Stock recommendations:
- Winners: SPG (94%), MAC (75%) and WFC (75%), XOM (59%), OKE (51%)
- Losers: CLVS (46%), BABA (44%), SQ (36%), NIO (33%)
Overall portfolio of recommendations did no better than S&P's return of 27% (when it comes to my personal portfolio I was negative for 2021 due to untimely bets on Chinese internet players including DIDI - but that's risk one has while investing in markets)
Let's look forward to 2022. It has been only 5th day and we already had few milestones like:
- Apple becoming first $3T market cap company
- Tesla almost reaching delivery of million cars per year
- Toyota becoming biggest car manufacturer in US (overtaking GM)
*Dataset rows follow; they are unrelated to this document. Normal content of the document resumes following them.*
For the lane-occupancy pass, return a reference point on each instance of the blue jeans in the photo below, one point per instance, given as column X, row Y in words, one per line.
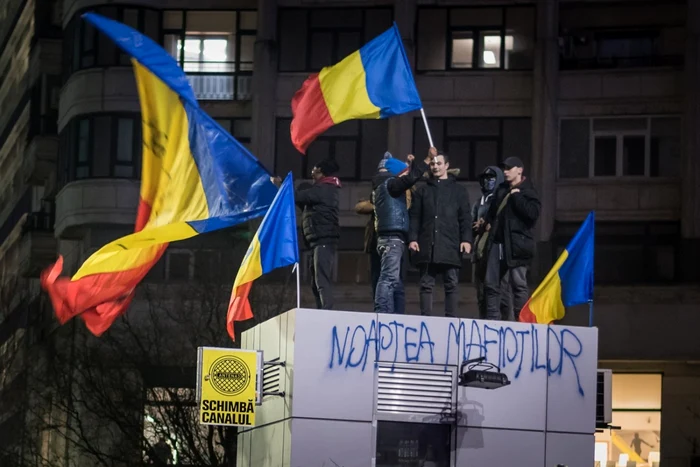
column 389, row 296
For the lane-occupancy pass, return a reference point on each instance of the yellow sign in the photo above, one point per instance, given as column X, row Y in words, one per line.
column 226, row 383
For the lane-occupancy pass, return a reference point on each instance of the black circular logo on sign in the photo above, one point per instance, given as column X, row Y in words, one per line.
column 229, row 376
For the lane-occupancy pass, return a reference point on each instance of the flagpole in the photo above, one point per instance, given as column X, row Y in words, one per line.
column 427, row 130
column 296, row 268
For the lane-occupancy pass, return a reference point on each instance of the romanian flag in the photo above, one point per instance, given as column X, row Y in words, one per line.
column 274, row 246
column 196, row 178
column 373, row 82
column 568, row 283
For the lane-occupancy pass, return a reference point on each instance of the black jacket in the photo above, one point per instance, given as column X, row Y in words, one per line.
column 319, row 204
column 389, row 200
column 513, row 226
column 440, row 221
column 482, row 204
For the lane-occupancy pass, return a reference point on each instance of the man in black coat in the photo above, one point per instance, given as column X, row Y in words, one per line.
column 440, row 232
column 391, row 223
column 320, row 227
column 510, row 220
column 489, row 180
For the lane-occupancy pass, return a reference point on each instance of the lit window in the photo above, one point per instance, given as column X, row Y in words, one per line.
column 218, row 50
column 636, row 402
column 475, row 38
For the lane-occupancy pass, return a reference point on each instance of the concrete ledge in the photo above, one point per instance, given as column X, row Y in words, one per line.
column 95, row 201
column 618, row 199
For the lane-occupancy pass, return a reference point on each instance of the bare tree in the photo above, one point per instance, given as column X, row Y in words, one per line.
column 21, row 435
column 128, row 397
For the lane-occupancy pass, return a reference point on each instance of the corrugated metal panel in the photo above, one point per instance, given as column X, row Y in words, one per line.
column 271, row 378
column 417, row 389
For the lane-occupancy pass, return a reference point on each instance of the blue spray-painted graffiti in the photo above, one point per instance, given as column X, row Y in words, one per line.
column 523, row 349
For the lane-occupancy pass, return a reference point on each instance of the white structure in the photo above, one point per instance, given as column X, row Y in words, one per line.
column 364, row 389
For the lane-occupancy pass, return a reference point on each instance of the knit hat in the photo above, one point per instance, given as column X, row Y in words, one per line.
column 393, row 166
column 328, row 167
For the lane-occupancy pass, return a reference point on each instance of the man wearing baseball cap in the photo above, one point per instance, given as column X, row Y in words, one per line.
column 509, row 222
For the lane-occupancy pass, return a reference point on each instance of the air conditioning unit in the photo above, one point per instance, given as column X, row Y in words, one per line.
column 603, row 412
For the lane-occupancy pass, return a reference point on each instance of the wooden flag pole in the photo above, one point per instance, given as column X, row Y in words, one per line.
column 427, row 130
column 296, row 268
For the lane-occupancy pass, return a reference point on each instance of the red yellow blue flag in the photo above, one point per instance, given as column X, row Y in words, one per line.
column 373, row 82
column 196, row 178
column 568, row 283
column 273, row 246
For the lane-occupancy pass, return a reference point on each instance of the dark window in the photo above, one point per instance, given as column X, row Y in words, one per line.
column 472, row 144
column 357, row 146
column 240, row 128
column 215, row 49
column 101, row 145
column 643, row 36
column 630, row 253
column 605, row 159
column 84, row 48
column 310, row 39
column 475, row 38
column 400, row 443
column 179, row 265
column 624, row 146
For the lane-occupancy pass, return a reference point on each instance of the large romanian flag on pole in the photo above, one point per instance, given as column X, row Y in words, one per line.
column 568, row 283
column 274, row 246
column 196, row 178
column 373, row 82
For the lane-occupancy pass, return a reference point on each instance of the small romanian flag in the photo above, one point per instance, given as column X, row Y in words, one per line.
column 373, row 82
column 568, row 283
column 274, row 246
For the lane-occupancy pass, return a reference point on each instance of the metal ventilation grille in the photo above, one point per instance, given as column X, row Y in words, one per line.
column 414, row 389
column 271, row 378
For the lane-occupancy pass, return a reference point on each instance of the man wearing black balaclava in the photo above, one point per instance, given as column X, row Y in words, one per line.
column 489, row 179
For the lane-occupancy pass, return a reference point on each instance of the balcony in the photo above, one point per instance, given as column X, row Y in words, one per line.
column 221, row 86
column 40, row 159
column 95, row 201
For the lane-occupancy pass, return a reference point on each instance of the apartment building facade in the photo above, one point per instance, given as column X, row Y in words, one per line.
column 598, row 98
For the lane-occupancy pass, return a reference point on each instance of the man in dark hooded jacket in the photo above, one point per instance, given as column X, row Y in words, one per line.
column 440, row 233
column 391, row 222
column 512, row 216
column 489, row 180
column 321, row 229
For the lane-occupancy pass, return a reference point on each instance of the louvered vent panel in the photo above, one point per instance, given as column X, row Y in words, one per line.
column 414, row 389
column 271, row 378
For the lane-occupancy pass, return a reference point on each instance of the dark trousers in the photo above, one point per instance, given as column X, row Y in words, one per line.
column 390, row 251
column 450, row 279
column 506, row 296
column 322, row 265
column 496, row 271
column 375, row 267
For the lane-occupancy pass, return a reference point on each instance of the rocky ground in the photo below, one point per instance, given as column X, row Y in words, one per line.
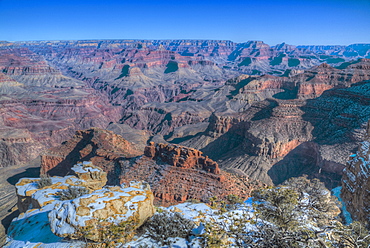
column 8, row 199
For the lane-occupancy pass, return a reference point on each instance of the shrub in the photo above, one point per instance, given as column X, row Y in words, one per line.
column 164, row 225
column 72, row 192
column 43, row 182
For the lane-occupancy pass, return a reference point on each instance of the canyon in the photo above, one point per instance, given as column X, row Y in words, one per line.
column 225, row 116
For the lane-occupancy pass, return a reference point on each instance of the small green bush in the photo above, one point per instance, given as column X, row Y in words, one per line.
column 43, row 182
column 72, row 193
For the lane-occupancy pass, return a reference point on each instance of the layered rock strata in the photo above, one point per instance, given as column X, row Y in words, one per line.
column 356, row 183
column 97, row 208
column 175, row 173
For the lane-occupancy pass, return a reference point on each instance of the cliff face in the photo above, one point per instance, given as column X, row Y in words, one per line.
column 102, row 147
column 175, row 173
column 40, row 107
column 356, row 183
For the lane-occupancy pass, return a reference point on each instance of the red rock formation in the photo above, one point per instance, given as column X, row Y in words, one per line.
column 175, row 173
column 102, row 147
column 182, row 157
column 171, row 184
column 356, row 183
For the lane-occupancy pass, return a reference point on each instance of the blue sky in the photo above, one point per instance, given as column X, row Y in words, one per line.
column 320, row 22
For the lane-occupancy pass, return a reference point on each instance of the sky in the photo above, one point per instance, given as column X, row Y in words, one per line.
column 298, row 22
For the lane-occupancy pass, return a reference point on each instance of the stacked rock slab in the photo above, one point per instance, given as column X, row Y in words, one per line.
column 356, row 182
column 101, row 206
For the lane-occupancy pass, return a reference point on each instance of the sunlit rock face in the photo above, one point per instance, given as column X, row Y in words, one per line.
column 356, row 182
column 58, row 218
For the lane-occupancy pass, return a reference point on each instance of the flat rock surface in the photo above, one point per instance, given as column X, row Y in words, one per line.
column 8, row 201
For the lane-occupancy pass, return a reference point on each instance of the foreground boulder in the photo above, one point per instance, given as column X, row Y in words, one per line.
column 78, row 207
column 102, row 147
column 31, row 195
column 175, row 173
column 86, row 216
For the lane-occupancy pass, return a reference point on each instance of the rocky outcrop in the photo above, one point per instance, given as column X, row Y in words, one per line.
column 175, row 173
column 86, row 215
column 356, row 183
column 101, row 208
column 102, row 147
column 180, row 156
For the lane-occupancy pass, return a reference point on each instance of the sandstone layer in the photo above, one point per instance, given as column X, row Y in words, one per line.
column 175, row 173
column 356, row 183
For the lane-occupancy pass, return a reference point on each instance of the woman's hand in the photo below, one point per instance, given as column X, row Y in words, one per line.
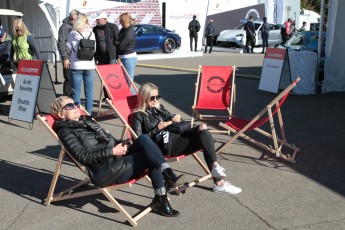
column 119, row 150
column 176, row 118
column 164, row 124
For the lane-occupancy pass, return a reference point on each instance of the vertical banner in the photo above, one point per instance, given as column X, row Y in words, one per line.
column 25, row 90
column 272, row 69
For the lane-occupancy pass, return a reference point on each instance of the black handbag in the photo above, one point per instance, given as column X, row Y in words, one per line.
column 179, row 127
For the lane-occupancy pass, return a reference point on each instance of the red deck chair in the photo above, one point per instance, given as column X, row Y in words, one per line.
column 122, row 104
column 116, row 78
column 239, row 126
column 47, row 121
column 215, row 89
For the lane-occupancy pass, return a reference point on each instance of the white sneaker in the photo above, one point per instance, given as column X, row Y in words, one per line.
column 227, row 188
column 218, row 172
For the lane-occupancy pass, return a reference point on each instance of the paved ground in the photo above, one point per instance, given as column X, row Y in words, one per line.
column 276, row 194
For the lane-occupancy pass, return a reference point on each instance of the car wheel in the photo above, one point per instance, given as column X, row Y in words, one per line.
column 169, row 45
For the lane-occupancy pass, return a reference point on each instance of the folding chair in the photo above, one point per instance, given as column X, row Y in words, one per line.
column 122, row 102
column 117, row 79
column 239, row 126
column 215, row 90
column 47, row 121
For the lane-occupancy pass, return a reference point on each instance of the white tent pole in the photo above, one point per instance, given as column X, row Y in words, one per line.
column 319, row 47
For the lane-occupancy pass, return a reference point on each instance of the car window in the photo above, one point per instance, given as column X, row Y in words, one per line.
column 297, row 40
column 159, row 30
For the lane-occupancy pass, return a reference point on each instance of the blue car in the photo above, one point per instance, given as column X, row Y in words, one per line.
column 152, row 38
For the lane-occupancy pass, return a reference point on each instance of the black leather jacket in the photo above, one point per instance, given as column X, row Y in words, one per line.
column 92, row 146
column 148, row 124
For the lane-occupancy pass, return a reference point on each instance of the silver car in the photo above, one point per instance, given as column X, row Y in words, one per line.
column 237, row 36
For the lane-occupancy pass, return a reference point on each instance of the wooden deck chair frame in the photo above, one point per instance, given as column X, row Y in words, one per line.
column 128, row 131
column 70, row 193
column 272, row 109
column 123, row 73
column 196, row 115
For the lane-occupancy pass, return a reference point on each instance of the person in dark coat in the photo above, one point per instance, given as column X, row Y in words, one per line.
column 209, row 35
column 193, row 27
column 109, row 160
column 250, row 34
column 265, row 30
column 65, row 28
column 151, row 118
column 106, row 35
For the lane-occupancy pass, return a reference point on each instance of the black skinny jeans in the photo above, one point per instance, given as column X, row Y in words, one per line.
column 144, row 154
column 194, row 140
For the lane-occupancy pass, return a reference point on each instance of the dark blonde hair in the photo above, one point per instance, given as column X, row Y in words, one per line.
column 144, row 93
column 81, row 23
column 56, row 107
column 126, row 18
column 20, row 24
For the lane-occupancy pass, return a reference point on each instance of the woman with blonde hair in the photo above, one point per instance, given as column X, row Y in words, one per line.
column 82, row 71
column 109, row 160
column 126, row 44
column 150, row 117
column 23, row 42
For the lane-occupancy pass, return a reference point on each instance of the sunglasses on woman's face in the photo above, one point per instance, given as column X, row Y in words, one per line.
column 152, row 98
column 70, row 106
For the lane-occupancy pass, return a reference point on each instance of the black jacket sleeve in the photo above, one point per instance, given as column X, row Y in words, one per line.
column 76, row 147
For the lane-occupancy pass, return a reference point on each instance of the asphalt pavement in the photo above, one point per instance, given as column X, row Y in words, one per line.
column 276, row 194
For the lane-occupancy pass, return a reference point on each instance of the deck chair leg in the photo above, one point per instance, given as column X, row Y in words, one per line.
column 119, row 207
column 100, row 100
column 55, row 177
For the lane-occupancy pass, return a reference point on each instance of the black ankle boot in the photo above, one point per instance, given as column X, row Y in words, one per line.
column 171, row 180
column 161, row 205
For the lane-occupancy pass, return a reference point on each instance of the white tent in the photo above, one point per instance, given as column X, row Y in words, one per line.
column 334, row 76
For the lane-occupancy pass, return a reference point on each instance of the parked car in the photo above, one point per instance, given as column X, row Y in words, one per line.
column 306, row 40
column 153, row 38
column 237, row 36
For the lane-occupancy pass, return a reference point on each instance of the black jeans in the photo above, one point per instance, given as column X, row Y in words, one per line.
column 250, row 40
column 264, row 37
column 144, row 154
column 67, row 85
column 209, row 41
column 194, row 140
column 193, row 35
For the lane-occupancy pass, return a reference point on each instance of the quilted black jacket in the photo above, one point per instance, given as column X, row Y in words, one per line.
column 92, row 146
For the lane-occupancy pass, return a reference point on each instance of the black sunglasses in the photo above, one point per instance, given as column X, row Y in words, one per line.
column 152, row 98
column 71, row 106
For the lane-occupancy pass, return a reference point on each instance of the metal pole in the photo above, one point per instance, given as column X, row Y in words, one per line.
column 319, row 47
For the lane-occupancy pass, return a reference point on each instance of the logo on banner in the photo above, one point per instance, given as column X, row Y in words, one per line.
column 215, row 84
column 114, row 81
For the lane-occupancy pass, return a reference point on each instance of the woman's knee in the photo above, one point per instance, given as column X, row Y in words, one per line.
column 202, row 127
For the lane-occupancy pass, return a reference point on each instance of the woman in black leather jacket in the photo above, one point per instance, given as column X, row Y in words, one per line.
column 109, row 160
column 151, row 118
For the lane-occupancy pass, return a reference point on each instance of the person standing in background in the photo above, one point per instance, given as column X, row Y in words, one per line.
column 125, row 46
column 284, row 30
column 209, row 35
column 23, row 42
column 106, row 35
column 303, row 27
column 265, row 30
column 81, row 70
column 250, row 34
column 194, row 28
column 65, row 28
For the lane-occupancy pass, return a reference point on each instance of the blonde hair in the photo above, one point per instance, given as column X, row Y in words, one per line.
column 81, row 23
column 144, row 93
column 20, row 24
column 126, row 18
column 56, row 107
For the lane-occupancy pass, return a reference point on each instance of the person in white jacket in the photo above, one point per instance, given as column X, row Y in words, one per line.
column 82, row 71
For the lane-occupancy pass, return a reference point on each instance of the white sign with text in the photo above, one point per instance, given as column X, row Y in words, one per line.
column 25, row 90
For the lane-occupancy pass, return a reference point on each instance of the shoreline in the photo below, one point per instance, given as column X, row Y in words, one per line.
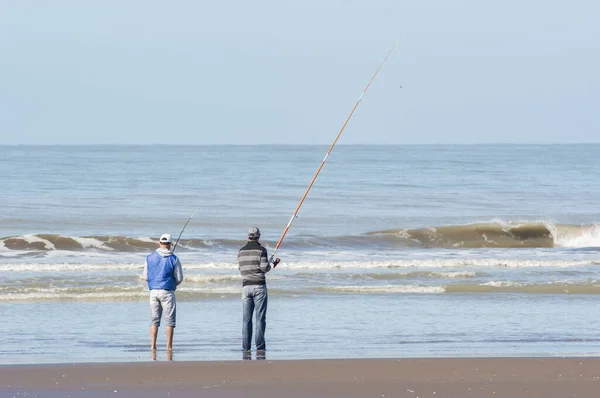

- Nasdaq dropping by 500 points on third day of first week of market
- Fed finally saying that it's ready to deal with inflation (which is no more transitory) with promise of 3 rate hikes in 2022, 2023 and another 2 in 2024. That's nearly 2 full points of interest rates. No wonder markets reacted badly - especially high-flying tech stocks
Let's look at some of the predictions and recommendations for 2022.
Macro predictions:
- 2022 would end with COVID becoming endemic - means it would be around but people would treat it like seasonal flu. Variants would keep coming but they would be dealt with vaccine booster or annual shots
- Democrats would most likely lose control of one of the houses (house or senate) making remaining two years even more in-effective for President Biden
- 10 year treasury would be between 2 to 2.5%
- Unemployment would be reaching closer to 4 to 4.4% partially due to lower labor participation (aka Great Resignation)
- Annual GDP growth would be 2 to 3%
- S&P would cross 5000 and would return 8-10% for the year
- And finally we would all go back to offices at least few days a week sometime in this year
Stock/ETF recommendations:
Given that last year's recommendations did no better than S&P, my strong recommendation is to stick with indexes with balance of SPY, IWM and SML.
But if you have to dabble into individual stocks and ETF, here are some names.
ETFs: AMLP ($34), XLE ($56), XLF ($39), XLK ($160), KWEB ($33), XOP ($95), SMH ($280)
Growth: ZEN ($95), PLTR ($17), FRSH ($21), CFLT ($55), CPNG ($25), SPLK ($110), Z ($57), AI ($29)
Semi: QCOM ($180), XLNX ($200), INTC ($52)
Big-tech: AMZN ($3200), ORCL ($85), CRM ($220), FDX ($250), JD ($62), BABA ($110). Uber ($43)
Speculative: DIDI ($5), LC ($22), PSFE ($4), AFRM ($70), FUBO ($14), ASAN ($59), MAC ($18)< FSLY ($30)
Old Guard: GM ($60), WFC ($50), XOM ($62)
These are influenced by growth, relative valuation and sell-off in 2021. There is potentially more downside for many of these names. So usual caveat of "do you own research before investing" applies.
I wish you and your families and friends happy and healthy new year 2022!